Memorial Museum of the 2nd Polish Corps at Montecassino: a little-known story
The 2nd Polish CorpsMemorial Museum is located close to Montecassino Abbey, at the entrance to the Polish military cemetery of Cassino. It tells a story that most visitors don't know: how over 50,000 Polish soldiers, deported to the Siberian gulags, made it all the way here to fight for the liberation of Italy.

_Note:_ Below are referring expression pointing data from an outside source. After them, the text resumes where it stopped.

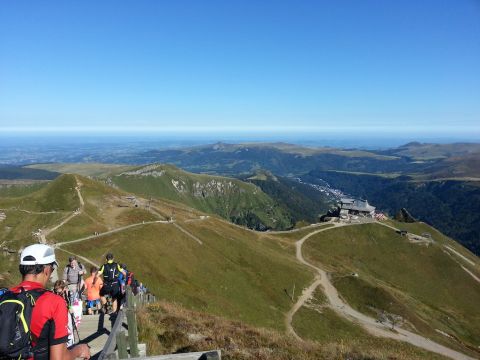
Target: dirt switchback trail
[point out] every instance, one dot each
(45, 232)
(343, 309)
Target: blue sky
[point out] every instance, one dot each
(206, 66)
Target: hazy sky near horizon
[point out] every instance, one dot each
(349, 65)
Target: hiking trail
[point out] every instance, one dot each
(343, 309)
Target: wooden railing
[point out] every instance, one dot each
(117, 346)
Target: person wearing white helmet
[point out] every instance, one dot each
(49, 320)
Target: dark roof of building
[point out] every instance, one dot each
(356, 205)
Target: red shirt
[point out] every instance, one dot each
(49, 325)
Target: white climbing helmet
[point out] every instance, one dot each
(38, 254)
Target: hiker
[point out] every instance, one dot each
(127, 280)
(93, 284)
(60, 288)
(44, 333)
(72, 274)
(111, 286)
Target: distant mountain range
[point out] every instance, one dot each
(251, 280)
(414, 176)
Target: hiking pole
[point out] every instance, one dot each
(75, 328)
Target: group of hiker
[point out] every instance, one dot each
(115, 279)
(37, 323)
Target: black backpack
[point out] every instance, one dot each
(15, 317)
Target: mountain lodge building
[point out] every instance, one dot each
(350, 206)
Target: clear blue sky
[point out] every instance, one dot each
(408, 66)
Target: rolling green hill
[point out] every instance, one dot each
(451, 206)
(213, 267)
(419, 282)
(240, 202)
(304, 203)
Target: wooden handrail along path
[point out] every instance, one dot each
(118, 346)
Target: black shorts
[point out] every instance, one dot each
(112, 289)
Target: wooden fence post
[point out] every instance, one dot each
(132, 324)
(122, 345)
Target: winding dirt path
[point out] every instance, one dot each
(45, 232)
(57, 245)
(343, 309)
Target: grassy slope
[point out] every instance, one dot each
(101, 212)
(232, 197)
(321, 324)
(19, 190)
(167, 328)
(234, 273)
(421, 283)
(85, 169)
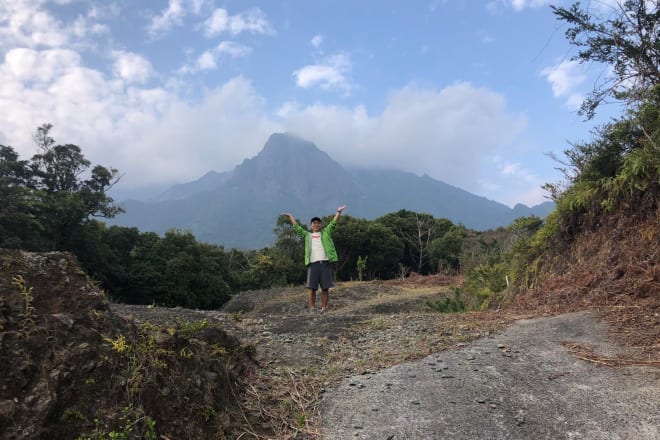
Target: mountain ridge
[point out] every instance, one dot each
(239, 208)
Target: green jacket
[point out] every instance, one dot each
(326, 241)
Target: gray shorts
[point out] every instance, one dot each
(319, 273)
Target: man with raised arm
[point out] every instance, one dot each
(319, 254)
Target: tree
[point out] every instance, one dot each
(445, 251)
(19, 227)
(629, 42)
(416, 230)
(66, 201)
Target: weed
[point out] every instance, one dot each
(448, 304)
(28, 316)
(119, 345)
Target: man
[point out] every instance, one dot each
(319, 254)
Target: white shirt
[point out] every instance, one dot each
(317, 252)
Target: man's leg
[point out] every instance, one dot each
(312, 298)
(324, 299)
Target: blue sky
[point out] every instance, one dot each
(473, 93)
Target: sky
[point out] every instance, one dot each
(477, 94)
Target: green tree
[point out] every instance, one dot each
(19, 227)
(416, 231)
(66, 201)
(628, 41)
(445, 251)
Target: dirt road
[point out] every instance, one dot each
(521, 384)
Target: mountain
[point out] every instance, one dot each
(240, 208)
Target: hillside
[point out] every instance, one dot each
(240, 208)
(259, 366)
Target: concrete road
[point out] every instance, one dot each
(521, 384)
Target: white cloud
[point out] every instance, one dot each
(448, 134)
(329, 74)
(131, 67)
(566, 79)
(253, 21)
(172, 16)
(208, 60)
(317, 40)
(519, 5)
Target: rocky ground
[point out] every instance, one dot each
(370, 326)
(80, 365)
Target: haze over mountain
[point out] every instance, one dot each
(240, 208)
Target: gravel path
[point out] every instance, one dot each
(521, 384)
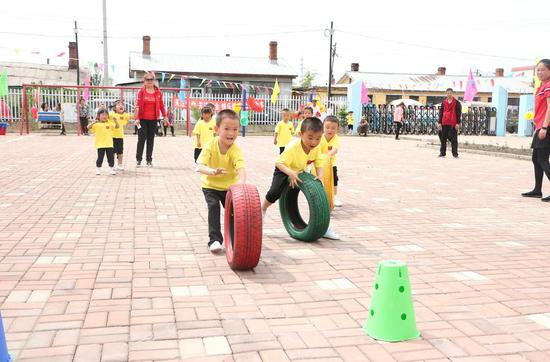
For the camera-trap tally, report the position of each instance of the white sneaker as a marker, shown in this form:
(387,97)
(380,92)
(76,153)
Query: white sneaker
(330,234)
(215,247)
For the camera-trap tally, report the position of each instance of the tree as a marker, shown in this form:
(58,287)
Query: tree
(307,79)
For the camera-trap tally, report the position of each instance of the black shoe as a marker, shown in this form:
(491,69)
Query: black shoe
(533,194)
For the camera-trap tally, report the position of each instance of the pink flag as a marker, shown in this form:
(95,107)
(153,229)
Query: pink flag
(471,89)
(364,94)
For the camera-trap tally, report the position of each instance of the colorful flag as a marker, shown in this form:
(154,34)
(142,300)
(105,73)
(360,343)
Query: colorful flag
(364,94)
(276,91)
(4,82)
(471,88)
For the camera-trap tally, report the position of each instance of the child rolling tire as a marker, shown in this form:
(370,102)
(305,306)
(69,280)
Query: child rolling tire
(243,227)
(319,211)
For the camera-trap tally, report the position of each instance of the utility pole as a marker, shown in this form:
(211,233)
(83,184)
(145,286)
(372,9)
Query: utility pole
(331,55)
(77,57)
(105,51)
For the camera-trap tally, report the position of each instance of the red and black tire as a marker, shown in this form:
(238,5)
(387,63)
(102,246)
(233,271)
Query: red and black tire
(243,227)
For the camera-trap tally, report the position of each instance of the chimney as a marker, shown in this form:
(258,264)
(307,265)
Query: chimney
(273,51)
(146,45)
(73,55)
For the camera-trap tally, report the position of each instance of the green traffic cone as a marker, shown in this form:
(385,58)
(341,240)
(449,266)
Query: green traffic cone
(391,317)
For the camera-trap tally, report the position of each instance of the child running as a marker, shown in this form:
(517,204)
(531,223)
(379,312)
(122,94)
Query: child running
(221,164)
(283,131)
(330,143)
(204,130)
(103,130)
(122,118)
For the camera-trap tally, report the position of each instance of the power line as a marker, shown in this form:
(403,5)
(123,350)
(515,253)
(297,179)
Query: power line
(433,48)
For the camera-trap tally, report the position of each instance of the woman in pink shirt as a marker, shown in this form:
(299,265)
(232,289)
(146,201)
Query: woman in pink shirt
(541,139)
(398,115)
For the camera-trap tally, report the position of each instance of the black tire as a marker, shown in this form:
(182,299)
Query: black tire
(319,211)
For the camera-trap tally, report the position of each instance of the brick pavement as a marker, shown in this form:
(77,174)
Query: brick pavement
(115,268)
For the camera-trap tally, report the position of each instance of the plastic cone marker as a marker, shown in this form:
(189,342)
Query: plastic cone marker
(4,356)
(391,316)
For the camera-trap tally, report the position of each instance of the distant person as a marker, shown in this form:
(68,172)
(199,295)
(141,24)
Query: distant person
(83,115)
(398,116)
(149,106)
(541,138)
(448,123)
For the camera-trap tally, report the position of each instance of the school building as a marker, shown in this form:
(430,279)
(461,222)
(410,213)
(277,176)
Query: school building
(210,74)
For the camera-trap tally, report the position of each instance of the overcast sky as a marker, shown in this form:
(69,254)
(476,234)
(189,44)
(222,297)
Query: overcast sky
(389,36)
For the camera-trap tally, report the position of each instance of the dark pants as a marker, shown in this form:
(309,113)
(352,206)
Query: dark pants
(278,184)
(110,156)
(146,133)
(448,132)
(197,153)
(213,199)
(541,165)
(84,125)
(398,129)
(171,129)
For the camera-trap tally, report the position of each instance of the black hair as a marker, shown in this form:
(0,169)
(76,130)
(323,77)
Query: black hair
(225,113)
(312,124)
(100,112)
(332,119)
(546,63)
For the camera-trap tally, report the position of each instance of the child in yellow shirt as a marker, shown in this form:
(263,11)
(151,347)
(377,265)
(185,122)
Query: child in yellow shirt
(103,130)
(221,164)
(283,131)
(330,143)
(204,130)
(306,113)
(118,133)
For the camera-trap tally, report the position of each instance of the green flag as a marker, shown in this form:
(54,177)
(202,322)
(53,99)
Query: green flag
(4,83)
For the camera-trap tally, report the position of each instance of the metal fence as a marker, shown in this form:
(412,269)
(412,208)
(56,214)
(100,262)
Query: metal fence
(423,120)
(54,95)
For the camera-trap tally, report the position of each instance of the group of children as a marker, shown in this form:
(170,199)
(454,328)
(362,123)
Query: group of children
(221,162)
(109,136)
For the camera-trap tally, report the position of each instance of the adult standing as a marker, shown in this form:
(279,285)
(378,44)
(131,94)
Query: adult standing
(83,115)
(398,116)
(448,123)
(149,105)
(541,139)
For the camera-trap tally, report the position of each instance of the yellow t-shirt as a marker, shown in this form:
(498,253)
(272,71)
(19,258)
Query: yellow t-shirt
(284,132)
(103,134)
(296,159)
(122,120)
(213,158)
(298,128)
(329,145)
(205,130)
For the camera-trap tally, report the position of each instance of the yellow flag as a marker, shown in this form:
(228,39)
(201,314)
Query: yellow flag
(276,91)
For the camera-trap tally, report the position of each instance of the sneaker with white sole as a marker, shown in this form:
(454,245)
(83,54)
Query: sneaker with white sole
(330,234)
(215,247)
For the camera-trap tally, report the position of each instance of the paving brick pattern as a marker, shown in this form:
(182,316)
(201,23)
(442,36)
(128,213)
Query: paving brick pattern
(115,268)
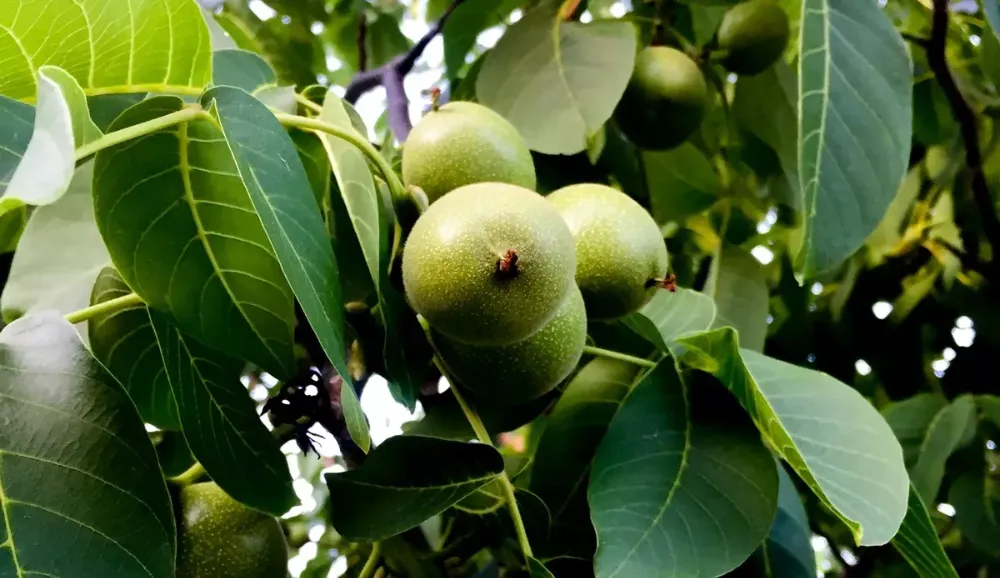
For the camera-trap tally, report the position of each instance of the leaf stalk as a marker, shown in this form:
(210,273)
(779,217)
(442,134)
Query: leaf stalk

From Siberia to Montecassino
In 1939, Poland was invaded by both Germany and the Soviet Union. Over one and a half million Poles ended up in Siberian prison camps. General Władysław Anders — himself detained for 20 months in the Lubyanka prison in Moscow — rebuilt an army in Iraq after his release in 1941. Those soldiers crossed the Middle East and arrived in Italy as part of the British Eighth Army.
What's inside
The pavilion is a rotunda built in local stone, designed by architect Pietro Rogacien — the son of a former 2nd Corps fighter who took part in the Battle of Montecassino. Inside, 10 panels with over 120 archival photographs look back over the various stages of the 2nd Corps: deportation, formation, battles, and postwar exile. A 2-metre cast-iron medallion maps out the entire war route, and a children's station tells the story of Wojtek the bear, the army's mascot.
How to visit the museum
The museum is located along the road to the abbey. Inaugurated on 17 May 2014, it is run by the MM2C Foundation.